Earlier in the season, Matthew Coller penned a feature on Hill, who almost started last year. As Reiff considered his options regarding an August pay-cut, the Vikings had Hill waiting in the wings. Reiff chose to stay in Minnesota, and Hill saw limited action in his fifth NFL season. That limited action may have displayed some of the improvements that Coller highlighted in his piece.
Hill is known as a solid backup tackle, but not one you want starting. In 2018, he started eight games before being overtaken by Brian O’Neill after their loss to the New Orleans Saints. That stretch wasn’t amazing, giving up 21 pressures on “true pass sets” (i.e., standard drop-back situations) before his benching. For context, T.J. Clemmings gave up 25 pressures in the first eight games of his infamous 2016 campaign.

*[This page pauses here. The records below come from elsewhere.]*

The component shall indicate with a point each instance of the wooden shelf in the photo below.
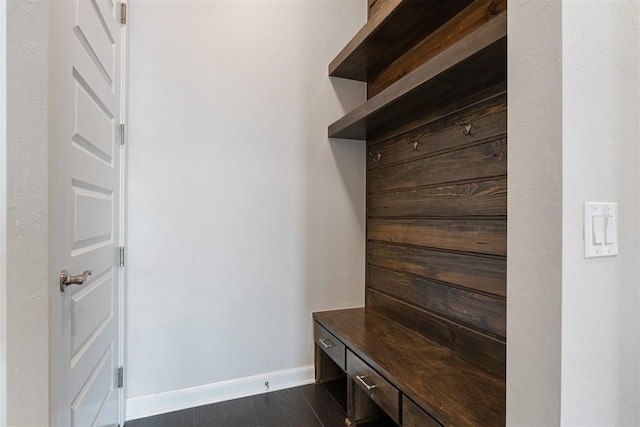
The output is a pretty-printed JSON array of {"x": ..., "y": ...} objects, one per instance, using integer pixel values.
[
  {"x": 475, "y": 62},
  {"x": 390, "y": 32}
]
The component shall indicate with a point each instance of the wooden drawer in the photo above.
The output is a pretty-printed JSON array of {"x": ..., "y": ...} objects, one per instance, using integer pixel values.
[
  {"x": 413, "y": 416},
  {"x": 330, "y": 345},
  {"x": 376, "y": 387}
]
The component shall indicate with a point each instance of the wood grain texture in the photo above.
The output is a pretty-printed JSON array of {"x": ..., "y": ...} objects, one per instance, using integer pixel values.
[
  {"x": 470, "y": 271},
  {"x": 482, "y": 350},
  {"x": 483, "y": 161},
  {"x": 443, "y": 79},
  {"x": 394, "y": 26},
  {"x": 452, "y": 390},
  {"x": 468, "y": 20},
  {"x": 439, "y": 112},
  {"x": 466, "y": 235},
  {"x": 488, "y": 121},
  {"x": 482, "y": 312},
  {"x": 386, "y": 396},
  {"x": 488, "y": 198}
]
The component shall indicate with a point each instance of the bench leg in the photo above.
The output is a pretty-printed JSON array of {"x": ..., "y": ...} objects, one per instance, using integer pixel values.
[{"x": 360, "y": 407}]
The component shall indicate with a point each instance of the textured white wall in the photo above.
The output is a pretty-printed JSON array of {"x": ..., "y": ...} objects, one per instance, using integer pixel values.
[
  {"x": 3, "y": 214},
  {"x": 243, "y": 218},
  {"x": 601, "y": 159},
  {"x": 534, "y": 245},
  {"x": 27, "y": 293}
]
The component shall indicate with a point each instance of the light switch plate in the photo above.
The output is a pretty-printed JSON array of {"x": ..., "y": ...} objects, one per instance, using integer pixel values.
[{"x": 600, "y": 229}]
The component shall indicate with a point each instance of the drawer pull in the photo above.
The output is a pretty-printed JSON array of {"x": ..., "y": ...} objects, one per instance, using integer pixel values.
[
  {"x": 326, "y": 343},
  {"x": 364, "y": 383}
]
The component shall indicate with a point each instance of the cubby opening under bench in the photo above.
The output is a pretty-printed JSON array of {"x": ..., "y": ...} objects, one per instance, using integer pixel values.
[
  {"x": 429, "y": 347},
  {"x": 400, "y": 372}
]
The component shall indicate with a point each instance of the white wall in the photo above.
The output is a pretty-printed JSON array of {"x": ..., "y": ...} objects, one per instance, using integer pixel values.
[
  {"x": 534, "y": 229},
  {"x": 27, "y": 293},
  {"x": 601, "y": 159},
  {"x": 581, "y": 369},
  {"x": 3, "y": 213},
  {"x": 243, "y": 217}
]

But it’s been three years since that stretch, and it mostly informs our current opinions. But what if he’s gotten better? As fans, we can’t really know one way or another. Even the Vikings have limited information to go off of. Obviously, if Hill has improved to starting quality, it would be a massive boon. But if he were simply a viable low-end starter, would it open up any options that would otherwise be unavailable?
The options available to the Vikings are more open than they usually are three weeks before the draft. They could draft a tackle like Rashawn Slater or trade up for Penei Sewell. They could bring in a proven free agent like Alejandro Villanueva or Russell Okung. Those options exist with or without Hill.

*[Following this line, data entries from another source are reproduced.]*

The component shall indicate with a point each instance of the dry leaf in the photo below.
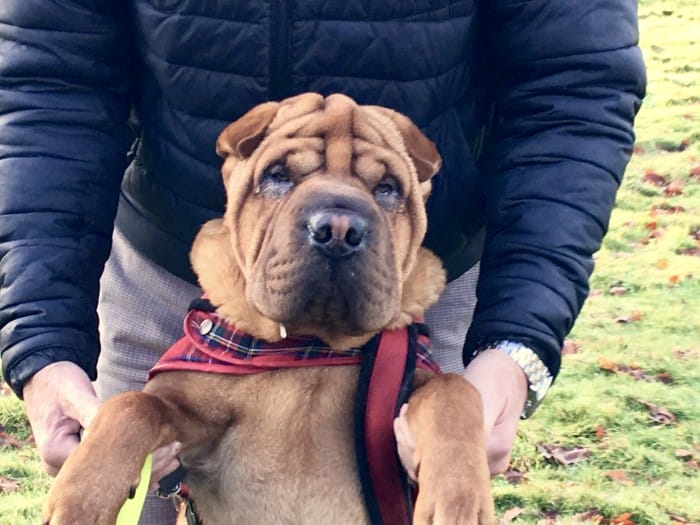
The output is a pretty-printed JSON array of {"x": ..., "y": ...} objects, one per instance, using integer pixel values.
[
  {"x": 511, "y": 514},
  {"x": 680, "y": 520},
  {"x": 591, "y": 516},
  {"x": 654, "y": 178},
  {"x": 606, "y": 364},
  {"x": 660, "y": 414},
  {"x": 695, "y": 172},
  {"x": 564, "y": 455},
  {"x": 8, "y": 485},
  {"x": 674, "y": 188},
  {"x": 632, "y": 318},
  {"x": 692, "y": 464},
  {"x": 570, "y": 347},
  {"x": 667, "y": 208},
  {"x": 665, "y": 378},
  {"x": 619, "y": 477},
  {"x": 600, "y": 432},
  {"x": 622, "y": 519},
  {"x": 683, "y": 453},
  {"x": 685, "y": 354},
  {"x": 514, "y": 476}
]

If Hill isn’t a viable part-time starter, the idea of camp competition is not very enticing. Two backups competing in training camp do not manufacture a starter, as the Vikings have learned so often. But if Hill works as a worst-case scenario, the Vikings could bring in a high-ceiling, low-floor offensive tackle to compete with him. If that player works out, great. In the event he doesn’t, Hill is the fallback. A fallback is a step above a career backup, so we have to trust that Hill has improved a little.

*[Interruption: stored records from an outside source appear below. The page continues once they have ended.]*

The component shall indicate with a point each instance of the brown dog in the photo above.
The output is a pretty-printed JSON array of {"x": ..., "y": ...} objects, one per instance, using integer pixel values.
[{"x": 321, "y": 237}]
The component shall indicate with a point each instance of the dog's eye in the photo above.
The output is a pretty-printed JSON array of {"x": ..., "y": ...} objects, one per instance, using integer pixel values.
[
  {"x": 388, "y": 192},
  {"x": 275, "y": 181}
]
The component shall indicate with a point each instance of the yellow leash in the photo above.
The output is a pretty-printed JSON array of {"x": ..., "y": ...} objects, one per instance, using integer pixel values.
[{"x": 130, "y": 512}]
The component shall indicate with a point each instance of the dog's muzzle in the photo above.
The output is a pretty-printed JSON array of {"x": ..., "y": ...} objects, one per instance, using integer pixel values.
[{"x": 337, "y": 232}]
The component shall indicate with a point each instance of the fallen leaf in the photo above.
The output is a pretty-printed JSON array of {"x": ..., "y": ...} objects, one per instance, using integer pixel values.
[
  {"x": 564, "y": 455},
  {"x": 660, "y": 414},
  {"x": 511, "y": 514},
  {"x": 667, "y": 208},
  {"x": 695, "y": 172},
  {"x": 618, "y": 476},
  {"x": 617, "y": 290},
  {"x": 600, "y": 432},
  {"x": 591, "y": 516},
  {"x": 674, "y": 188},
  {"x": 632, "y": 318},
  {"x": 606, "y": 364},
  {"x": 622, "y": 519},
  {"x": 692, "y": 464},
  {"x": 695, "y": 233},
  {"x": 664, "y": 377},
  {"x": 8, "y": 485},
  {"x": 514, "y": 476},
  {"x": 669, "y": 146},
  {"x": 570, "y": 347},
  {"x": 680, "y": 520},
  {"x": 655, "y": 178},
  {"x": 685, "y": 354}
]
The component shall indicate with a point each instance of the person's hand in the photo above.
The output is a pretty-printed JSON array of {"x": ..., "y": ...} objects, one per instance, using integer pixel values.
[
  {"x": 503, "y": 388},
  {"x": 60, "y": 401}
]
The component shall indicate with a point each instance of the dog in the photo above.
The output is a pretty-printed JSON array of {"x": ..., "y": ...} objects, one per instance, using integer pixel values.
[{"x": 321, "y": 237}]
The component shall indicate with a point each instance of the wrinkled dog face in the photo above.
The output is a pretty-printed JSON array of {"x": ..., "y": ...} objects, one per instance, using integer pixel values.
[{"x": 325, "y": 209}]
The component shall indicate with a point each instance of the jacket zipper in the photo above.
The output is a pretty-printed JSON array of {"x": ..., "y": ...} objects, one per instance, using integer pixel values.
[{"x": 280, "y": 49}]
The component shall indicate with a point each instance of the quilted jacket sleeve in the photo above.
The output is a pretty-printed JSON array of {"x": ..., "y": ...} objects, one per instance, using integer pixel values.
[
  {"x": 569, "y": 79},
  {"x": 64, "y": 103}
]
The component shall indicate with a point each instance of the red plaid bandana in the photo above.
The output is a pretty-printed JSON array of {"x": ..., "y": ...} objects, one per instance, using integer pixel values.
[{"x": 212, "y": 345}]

We’ll get back to Hill. For now, assuming he has improved, who would those options be? The Vikings have been linked to Eric Fisher, for one. Fisher is coming off of an Achilles injury that will jeopardize his Week 1 availability. A whole season of Hill is a lot to ask, but what about just a few games while one of the top tackles in the league gets up to speed?
The Vikings could challenge the injury bug in the draft too. Someone like Stanford’s Walker Little, who lost his final college season to an ACL injury, becomes a more acceptable risk if Hill can provide a backstop. Or someone like James Hudson out of Cincinnati who needs time to develop. Hill can tide them over in the meantime.
So is Hill even good enough to justify those strategies? In 2018, he wasn’t. The Vikings’ line struggled mightily during the first half of their 8-7-1 2018 campaign, and Hill was a big part of that. Having to wait through that for O’Neill to come along may have been the difference between the playoffs and middling futility for that team.
Here are some lowlights from that stretch:
There are many technical issues in that cutup, but soft hands are the ones that stick out to me most. When his hands go out, it’s easy for players like Chandler Jones and Brandon Graham to swat them away or bull rush through them. He also didn’t get a lot of depth on his kick-steps. That means edge rushers were getting upfield faster than he did, and his only option was a desperation lunge.
Last year Hill played about half of the Week 14 game against the Tampa Bay Buccaneers. Much of that was as a sixth lineman on heavy sets, but he did replace O’Neill for a brief spell while he was injured. That went much better; here’s a cutup:
In particular, his footwork is much cleaner. Tackles need to both move upfield while also keeping their legs under them since edge rushers can attack them at any time. In the first sack, Hill picks up his feet way too much and doesn’t have a strong base when Brandon Graham engages. In the second, his base is as stout as can be when Shaq Barrett engages, and his length can be leveraged to its full potential.
That said, it’s probably unwise for the Vikings to hang their hat on this. If they do, and Hill reverts to old habits, it could mean even further retrogression from an already ailing unit. It’s still probably better to shell out for someone like Villanueva or bite the bullet and address the offensive line in the first round again. Even better, they could sign a guard like Lane Taylor or Trai Turner and kick Ezra Cleveland to the outside where he belongs.
If those ideas fall through, and the Vikings end up relying on Hill temporarily at tackle, there is a chance that he’s a better player than he was in 2018. The sample of Hill last year was small, so we can only be so excited about a possible improvement. But if his footwork really is that much cleaner, the Vikings’ patient investment in him may pay off. Even if he doesn’t blossom into a full-time starter, he could justify a risk in someone like Fisher that outputs an even greater reward.